Graeme Aldridge

Personal information
- Full name: Graeme William Aldridge
- Born: 15 November 1977 (age 48) Christchurch, New Zealand
- Batting: Right-handed
- Bowling: Right-arm fast-medium

International information
- National side: New Zealand (2011);
- ODI debut (cap 164): 22 October 2011 v Zimbabwe
- Last ODI: 25 October 2011 v Zimbabwe
- Only T20I (cap 50): 17 October 2011 v Zimbabwe

Domestic team information
- 1998/99–2014/15: Northern Districts

Career statistics
| Competition | ODI | T20I | FC | LA |
| Matches | 2 | 1 | 123 | 138 |
| Runs scored | – | – | 2,339 | 724 |
| Batting average | – | – | 19.82 | 16.83 |
| 100s/50s | – | – | 0/5 | 0/1 |
| Top score | – | – | 75 | 50 |
| Balls bowled | 114 | 24 | 20,446 | 6,340 |
| Wickets | 1 | 1 | 364 | 185 |
| Bowling average | 98.00 | 45.00 | 28.29 | 27.71 |
| 5 wickets in innings | 0 | 0 | 14 | 2 |
| 10 wickets in match | – | – | 1 | – |
| Best bowling | 1/45 | 1/45 | 6/41 | 5/34 |
| Catches/stumpings | 0/– | 1/– | 47/– | 31/– |
- Source: Cricinfo, 9 October 2023

= Graeme Aldridge =

New Zealand cricketer

Graeme William Aldridge (born 15 November 1977) is a former New Zealand cricketer who played first class cricket for Northern Districts from 1998–99 to 2014–15. He represented New Zealand in one-day cricket in 2011.

Aldridge was born in Christchurch and attended Otumoetai College in Tauranga.

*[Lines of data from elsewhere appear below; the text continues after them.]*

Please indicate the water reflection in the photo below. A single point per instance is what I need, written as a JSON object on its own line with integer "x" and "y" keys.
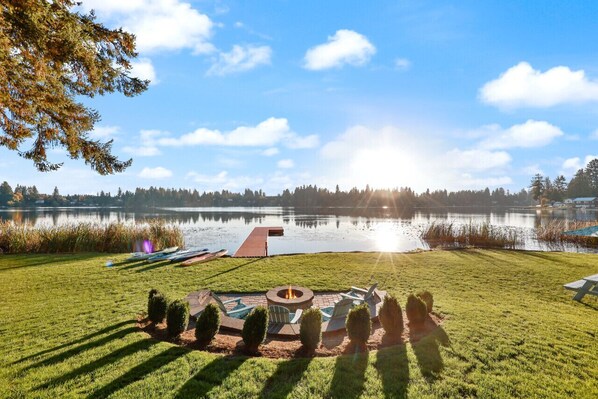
{"x": 328, "y": 229}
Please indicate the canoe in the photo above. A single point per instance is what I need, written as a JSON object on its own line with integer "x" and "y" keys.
{"x": 187, "y": 254}
{"x": 205, "y": 258}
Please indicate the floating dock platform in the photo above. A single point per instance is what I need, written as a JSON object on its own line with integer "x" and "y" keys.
{"x": 256, "y": 244}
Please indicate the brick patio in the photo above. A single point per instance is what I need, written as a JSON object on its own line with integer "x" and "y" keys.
{"x": 321, "y": 299}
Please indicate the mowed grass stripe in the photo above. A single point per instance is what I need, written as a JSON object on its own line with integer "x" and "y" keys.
{"x": 510, "y": 328}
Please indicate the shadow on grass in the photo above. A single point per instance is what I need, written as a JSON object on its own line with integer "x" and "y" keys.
{"x": 78, "y": 349}
{"x": 349, "y": 376}
{"x": 210, "y": 376}
{"x": 284, "y": 379}
{"x": 140, "y": 371}
{"x": 233, "y": 268}
{"x": 110, "y": 358}
{"x": 78, "y": 341}
{"x": 393, "y": 368}
{"x": 427, "y": 352}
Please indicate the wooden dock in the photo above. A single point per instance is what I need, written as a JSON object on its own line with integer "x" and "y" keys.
{"x": 256, "y": 244}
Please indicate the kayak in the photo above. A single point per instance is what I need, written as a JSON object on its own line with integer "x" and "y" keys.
{"x": 187, "y": 254}
{"x": 205, "y": 258}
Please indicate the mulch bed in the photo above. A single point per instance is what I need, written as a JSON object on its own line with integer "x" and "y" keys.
{"x": 332, "y": 344}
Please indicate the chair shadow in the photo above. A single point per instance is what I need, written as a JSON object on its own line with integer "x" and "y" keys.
{"x": 427, "y": 352}
{"x": 60, "y": 357}
{"x": 78, "y": 341}
{"x": 349, "y": 376}
{"x": 140, "y": 371}
{"x": 233, "y": 268}
{"x": 127, "y": 350}
{"x": 210, "y": 376}
{"x": 287, "y": 375}
{"x": 393, "y": 367}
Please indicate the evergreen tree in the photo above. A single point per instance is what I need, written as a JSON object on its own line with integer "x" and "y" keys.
{"x": 50, "y": 55}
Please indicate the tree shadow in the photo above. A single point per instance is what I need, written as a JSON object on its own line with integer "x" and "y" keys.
{"x": 427, "y": 352}
{"x": 233, "y": 268}
{"x": 284, "y": 379}
{"x": 82, "y": 339}
{"x": 349, "y": 376}
{"x": 393, "y": 368}
{"x": 210, "y": 376}
{"x": 78, "y": 349}
{"x": 110, "y": 358}
{"x": 140, "y": 371}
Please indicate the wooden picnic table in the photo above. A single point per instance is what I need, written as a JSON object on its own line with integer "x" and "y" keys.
{"x": 587, "y": 285}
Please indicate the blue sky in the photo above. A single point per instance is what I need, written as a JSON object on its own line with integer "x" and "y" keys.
{"x": 271, "y": 95}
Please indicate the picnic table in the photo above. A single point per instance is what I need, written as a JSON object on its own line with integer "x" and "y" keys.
{"x": 587, "y": 285}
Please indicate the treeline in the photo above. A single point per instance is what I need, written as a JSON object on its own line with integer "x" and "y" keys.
{"x": 300, "y": 197}
{"x": 583, "y": 184}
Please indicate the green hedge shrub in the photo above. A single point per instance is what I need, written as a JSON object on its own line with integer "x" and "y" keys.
{"x": 177, "y": 317}
{"x": 391, "y": 316}
{"x": 157, "y": 306}
{"x": 310, "y": 330}
{"x": 428, "y": 299}
{"x": 207, "y": 324}
{"x": 359, "y": 324}
{"x": 416, "y": 310}
{"x": 255, "y": 328}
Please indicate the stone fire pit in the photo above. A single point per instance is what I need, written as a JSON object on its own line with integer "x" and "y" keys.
{"x": 291, "y": 297}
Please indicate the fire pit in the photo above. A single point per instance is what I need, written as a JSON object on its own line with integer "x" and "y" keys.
{"x": 291, "y": 297}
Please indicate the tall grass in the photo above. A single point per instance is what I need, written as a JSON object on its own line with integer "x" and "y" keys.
{"x": 86, "y": 237}
{"x": 552, "y": 232}
{"x": 482, "y": 235}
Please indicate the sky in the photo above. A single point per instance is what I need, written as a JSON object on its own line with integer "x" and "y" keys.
{"x": 277, "y": 94}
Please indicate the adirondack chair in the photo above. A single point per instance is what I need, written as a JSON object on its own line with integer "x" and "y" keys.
{"x": 340, "y": 309}
{"x": 280, "y": 314}
{"x": 239, "y": 311}
{"x": 586, "y": 286}
{"x": 359, "y": 294}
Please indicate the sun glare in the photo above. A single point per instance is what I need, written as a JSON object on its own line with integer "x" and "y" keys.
{"x": 386, "y": 237}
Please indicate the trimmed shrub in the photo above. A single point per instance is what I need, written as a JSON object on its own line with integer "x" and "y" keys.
{"x": 428, "y": 299}
{"x": 177, "y": 318}
{"x": 157, "y": 306}
{"x": 416, "y": 310}
{"x": 359, "y": 324}
{"x": 255, "y": 328}
{"x": 310, "y": 330}
{"x": 207, "y": 324}
{"x": 391, "y": 316}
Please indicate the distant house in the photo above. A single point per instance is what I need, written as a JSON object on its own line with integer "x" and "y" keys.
{"x": 585, "y": 202}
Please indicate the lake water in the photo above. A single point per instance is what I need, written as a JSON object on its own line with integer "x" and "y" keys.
{"x": 305, "y": 231}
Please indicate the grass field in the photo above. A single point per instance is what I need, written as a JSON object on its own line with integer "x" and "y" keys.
{"x": 67, "y": 328}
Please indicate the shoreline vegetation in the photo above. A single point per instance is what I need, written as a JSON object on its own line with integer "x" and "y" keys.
{"x": 118, "y": 237}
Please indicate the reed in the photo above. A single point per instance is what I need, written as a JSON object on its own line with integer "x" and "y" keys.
{"x": 115, "y": 237}
{"x": 481, "y": 235}
{"x": 552, "y": 232}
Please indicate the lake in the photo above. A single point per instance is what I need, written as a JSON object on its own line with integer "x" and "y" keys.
{"x": 330, "y": 229}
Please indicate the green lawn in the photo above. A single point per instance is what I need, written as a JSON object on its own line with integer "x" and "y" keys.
{"x": 67, "y": 328}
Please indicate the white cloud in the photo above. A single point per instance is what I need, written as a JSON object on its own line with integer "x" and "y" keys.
{"x": 270, "y": 152}
{"x": 159, "y": 24}
{"x": 285, "y": 164}
{"x": 240, "y": 59}
{"x": 104, "y": 132}
{"x": 402, "y": 64}
{"x": 345, "y": 47}
{"x": 572, "y": 165}
{"x": 155, "y": 173}
{"x": 266, "y": 134}
{"x": 477, "y": 159}
{"x": 144, "y": 69}
{"x": 523, "y": 86}
{"x": 527, "y": 135}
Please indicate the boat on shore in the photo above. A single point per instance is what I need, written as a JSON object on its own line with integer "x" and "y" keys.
{"x": 205, "y": 257}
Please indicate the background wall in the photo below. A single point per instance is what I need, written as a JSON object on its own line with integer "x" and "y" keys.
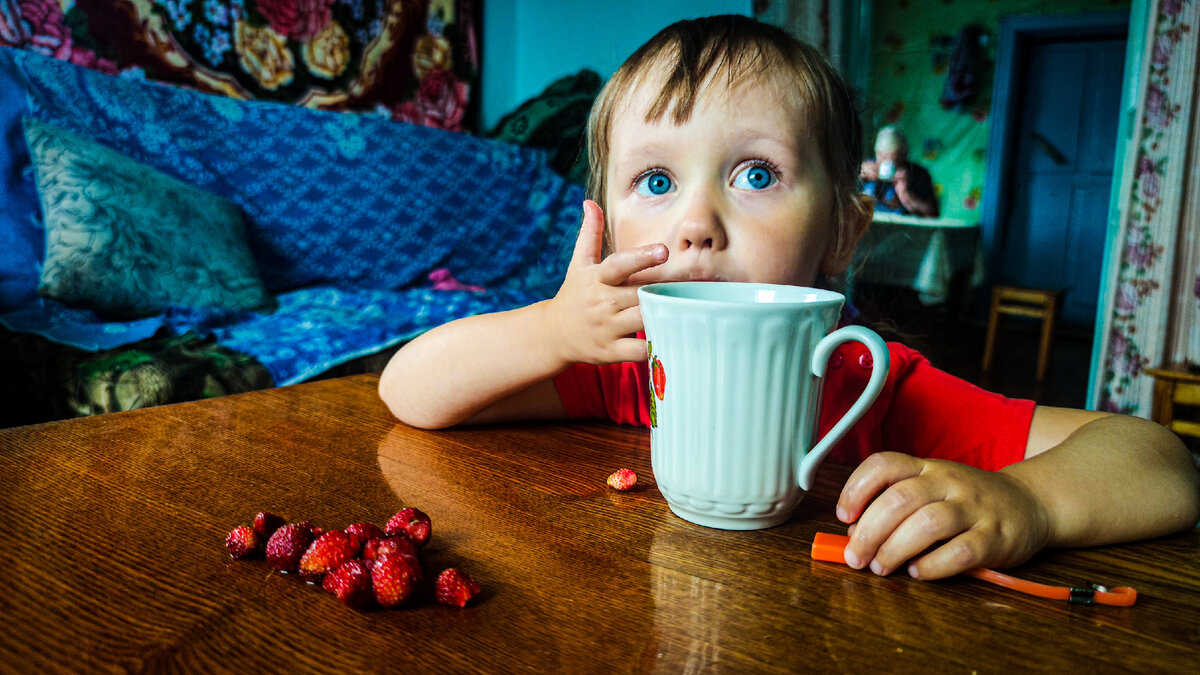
{"x": 531, "y": 43}
{"x": 913, "y": 41}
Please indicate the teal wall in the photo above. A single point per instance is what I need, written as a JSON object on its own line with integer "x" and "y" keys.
{"x": 909, "y": 71}
{"x": 529, "y": 43}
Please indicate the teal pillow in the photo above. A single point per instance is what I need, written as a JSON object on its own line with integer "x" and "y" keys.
{"x": 126, "y": 239}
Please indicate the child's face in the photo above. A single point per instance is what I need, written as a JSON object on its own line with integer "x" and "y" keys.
{"x": 738, "y": 192}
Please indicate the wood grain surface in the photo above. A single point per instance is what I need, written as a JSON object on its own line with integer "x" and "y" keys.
{"x": 113, "y": 527}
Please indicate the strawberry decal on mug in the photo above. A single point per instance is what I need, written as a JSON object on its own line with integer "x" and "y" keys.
{"x": 658, "y": 382}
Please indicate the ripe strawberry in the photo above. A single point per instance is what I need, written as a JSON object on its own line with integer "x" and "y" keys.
{"x": 267, "y": 523}
{"x": 364, "y": 532}
{"x": 352, "y": 584}
{"x": 241, "y": 542}
{"x": 623, "y": 479}
{"x": 378, "y": 549}
{"x": 455, "y": 587}
{"x": 411, "y": 523}
{"x": 327, "y": 554}
{"x": 288, "y": 544}
{"x": 394, "y": 578}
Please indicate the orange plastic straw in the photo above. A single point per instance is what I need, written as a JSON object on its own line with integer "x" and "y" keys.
{"x": 832, "y": 548}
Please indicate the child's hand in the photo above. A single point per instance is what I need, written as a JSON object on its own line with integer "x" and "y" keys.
{"x": 595, "y": 311}
{"x": 970, "y": 517}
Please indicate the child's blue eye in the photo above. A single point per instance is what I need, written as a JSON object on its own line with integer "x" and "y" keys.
{"x": 754, "y": 178}
{"x": 654, "y": 184}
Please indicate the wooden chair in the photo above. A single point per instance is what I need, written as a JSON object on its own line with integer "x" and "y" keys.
{"x": 1176, "y": 384}
{"x": 1037, "y": 303}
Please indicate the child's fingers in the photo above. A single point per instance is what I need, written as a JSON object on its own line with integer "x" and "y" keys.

A right-arm fast-medium bowler and useful lower-order batsman, he holds the New Zealand domestic List A wicket-taking record, with 178 from 131 matches. He also has the Northern Districts first-class record, with 355 wickets at an average of 28.31 from 119 matches. His best first-class innings figures were 6 for 41 against Canterbury in 2011–12; his best match figures were 11 for 145 (6 for 49 and 5 for 96) against Central Districts in 2009–10.

Aldridge played two One Day Internationals and one Twenty20 match against Zimbabwe in October 2011 during New Zealand's tour of Zimbabwe. He was the 50th T20I cap for New Zealand.

After retiring from playing, Aldridge was the coach of Northern Districts for three years before becoming national bowling support coach in 2023.